Es gibt ja schon seit Ende der 1990er USB Varianten mit höherer Spannung und Stromfestigkeit, die als "Retail USB", "Plus Power USB" oder USB +Power bezeichnet werden und bis zu stattliche 144W mit 24V liefern, primär entwickelt wurden diese Varianten damals für Netzteillose Drucker, externe 3,5 Zoll HDDs sowie diverse Messgeräte u.ä. im Industrieellen Umfeld, konnten sich aber nie wirklich durchsetzen

Das die 100W mit den normalen 5V, über normale Stecker geliefert werden sollen denke ich nicht, wesentlich wahrscheilicher ist eine höhere Spannung, sonst bräuchte man ja sehr viel dickere Kabel; dann bräuchte man aber auch freilich neue Stecker um Verwechslungen zu vermeiden, ich denke auch, dass die normalen nicht stromfest genug sind


----------



## Charlie Harper (12. August 2011)

*AW: Bald 100 Watt über USB*

Dann steht ja der USB-Herdplatte nichts mehr im Wege


----------



## watercooled (12. August 2011)

Dann kann ich ja Grakas per USB versorgen


----------



## Gast1111 (12. August 2011)

*AW: Bald 100 Watt über USB*

Wenn da stimmt, könnte man bald wirklich 1KW Netzteile in den normalen Usermarkt integrieren,
wenn man Monitor, Drucker etc. darüber betreibt


----------



## quantenslipstream (12. August 2011)

*AW: Bald 100 Watt über USB*



Wa1lock schrieb:


> Wenn da stimmt, könnte man bald wirklich 1KW Netzteile in den normalen Usermarkt integrieren,



Warten wir also auf die neuen Combat Power Modelle. 
"_Hey, hab meinen neuen Drucker angeschlossen und plötzlich was alles aus_"


----------



## Charlie Harper (12. August 2011)

*AW: Bald 100 Watt über USB*

Lol, USB-Kabel mit 1,5 mm²-Leitungen


----------



## Gordon-1979 (12. August 2011)

*AW: Bald 100 Watt über USB*



Charlie Harper schrieb:


> Dann steht ja der USB-Herdplatte nichts mehr im Wege





watercooled schrieb:


> Dann kann ich ja Grakas per USB versorgen





Charlie Harper schrieb:


> Lol, USB-Kabel mit 1,5 mm²-Leitungen


 Dito. 
100 W USB mit ein Kabel vom Elektroherd 
Vor allem 2 USB Anschlüsse und meine 6870 hat genug Strom.


----------



## Der-Bert (12. August 2011)

*AW: Bald 100 Watt über USB*

Das is ja echt Witzig.

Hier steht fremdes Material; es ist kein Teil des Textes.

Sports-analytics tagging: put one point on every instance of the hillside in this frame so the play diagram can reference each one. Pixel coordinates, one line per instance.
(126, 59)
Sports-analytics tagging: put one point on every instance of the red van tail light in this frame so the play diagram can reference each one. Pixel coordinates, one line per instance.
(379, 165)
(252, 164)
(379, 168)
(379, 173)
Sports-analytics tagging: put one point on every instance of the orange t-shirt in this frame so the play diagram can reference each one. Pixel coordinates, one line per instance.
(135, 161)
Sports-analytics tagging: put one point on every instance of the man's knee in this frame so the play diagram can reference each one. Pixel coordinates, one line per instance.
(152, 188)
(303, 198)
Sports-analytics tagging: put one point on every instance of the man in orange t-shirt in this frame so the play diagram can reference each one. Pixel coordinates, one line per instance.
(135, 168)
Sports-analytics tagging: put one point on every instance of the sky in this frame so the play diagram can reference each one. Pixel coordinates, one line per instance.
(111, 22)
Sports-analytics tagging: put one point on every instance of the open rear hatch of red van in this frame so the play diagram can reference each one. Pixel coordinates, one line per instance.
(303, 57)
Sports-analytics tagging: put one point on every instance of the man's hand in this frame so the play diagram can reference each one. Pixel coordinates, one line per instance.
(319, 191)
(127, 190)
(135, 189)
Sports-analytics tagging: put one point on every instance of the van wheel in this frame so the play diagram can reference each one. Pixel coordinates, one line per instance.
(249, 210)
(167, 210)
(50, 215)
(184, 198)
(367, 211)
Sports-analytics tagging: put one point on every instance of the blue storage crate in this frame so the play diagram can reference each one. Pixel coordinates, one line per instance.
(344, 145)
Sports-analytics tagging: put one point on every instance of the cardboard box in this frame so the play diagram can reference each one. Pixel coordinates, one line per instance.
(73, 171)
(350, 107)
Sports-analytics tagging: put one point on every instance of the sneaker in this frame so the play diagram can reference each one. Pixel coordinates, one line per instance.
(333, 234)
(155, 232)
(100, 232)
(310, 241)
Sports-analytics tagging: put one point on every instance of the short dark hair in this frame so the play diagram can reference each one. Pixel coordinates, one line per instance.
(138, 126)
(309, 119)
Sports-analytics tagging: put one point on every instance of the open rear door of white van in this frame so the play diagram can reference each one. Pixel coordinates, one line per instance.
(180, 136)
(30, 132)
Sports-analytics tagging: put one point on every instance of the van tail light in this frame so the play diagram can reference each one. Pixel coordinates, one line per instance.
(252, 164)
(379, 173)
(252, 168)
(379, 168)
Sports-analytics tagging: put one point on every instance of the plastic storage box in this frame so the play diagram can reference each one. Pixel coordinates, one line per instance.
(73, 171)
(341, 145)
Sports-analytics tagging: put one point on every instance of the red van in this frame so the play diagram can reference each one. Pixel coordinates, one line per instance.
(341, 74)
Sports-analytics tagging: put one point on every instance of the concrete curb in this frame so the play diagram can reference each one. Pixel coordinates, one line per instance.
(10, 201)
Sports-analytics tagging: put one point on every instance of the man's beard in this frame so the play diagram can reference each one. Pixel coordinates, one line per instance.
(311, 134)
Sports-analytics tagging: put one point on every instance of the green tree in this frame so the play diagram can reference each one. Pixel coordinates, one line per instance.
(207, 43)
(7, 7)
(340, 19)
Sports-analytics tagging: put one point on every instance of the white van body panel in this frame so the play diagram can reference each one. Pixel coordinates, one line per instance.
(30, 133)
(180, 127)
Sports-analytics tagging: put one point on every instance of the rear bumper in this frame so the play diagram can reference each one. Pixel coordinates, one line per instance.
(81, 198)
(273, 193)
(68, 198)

Erst baut man Energiesparsame GrKa`s, CPU`s und Netzteile wegen Stromkosten usw. aber möchten über den kleinen Anschluss 100 Watt durchjagen. Dafür müsste man ja ein noch stärkeres NT verwenden als nötig für die Hardware.

Da müsst doch die Energieeffizienz auch drauf gehen oder?


----------



## Gast1111 (12. August 2011)

*AW: Bald 100 Watt über USB*

Nein, eig ist es bei größeren NTs einfacher eine gute Effizienz zu erreichen


----------



## MG42 (12. August 2011)

*AW: Bald 100 Watt über USB*

Das macht soviel Sinn wie bei den (sehr alten) AT-Netzteilen, wo man die Bildschirmröhre auch mit dran hängen konnte. Wenn grad nur eine Steckdose und keine Dingsmehrfackstecker vorhanden waren. Bei den Mobiles etc durchaus ein Muss, nur das mit den Printern macht keinen Sinn. Wenn man was kopieren will (von der Karte oder einfach nur Papier mit Beschriftung und Bild) müsste man den Rechner einschalten, oder es müsste was geändert werden, extra vom NT eine Schiene für externes und dann 2 USB Kabel, eine nur für Masse und eine für Daten... ich gehe mal davon aus, dass die meisten Drucker (All in Ones) hinten am Mobo hängen, ne gute Lösung wäre, einen Front-USB Connector vom Mobo zu ner USB Platine die vom NT mit genügend Energie versorgt wird. Bei USB 3.0 ist mit den doppelten Front USBs genügend Bandbreite da, 4 USB Connectors von der Platine (USB Power+ Docking Station) ausgehend  sollten reichen... Jetzt nur noch das NT dazu bringen ohne ein Signal vom Mobo anzuspringen.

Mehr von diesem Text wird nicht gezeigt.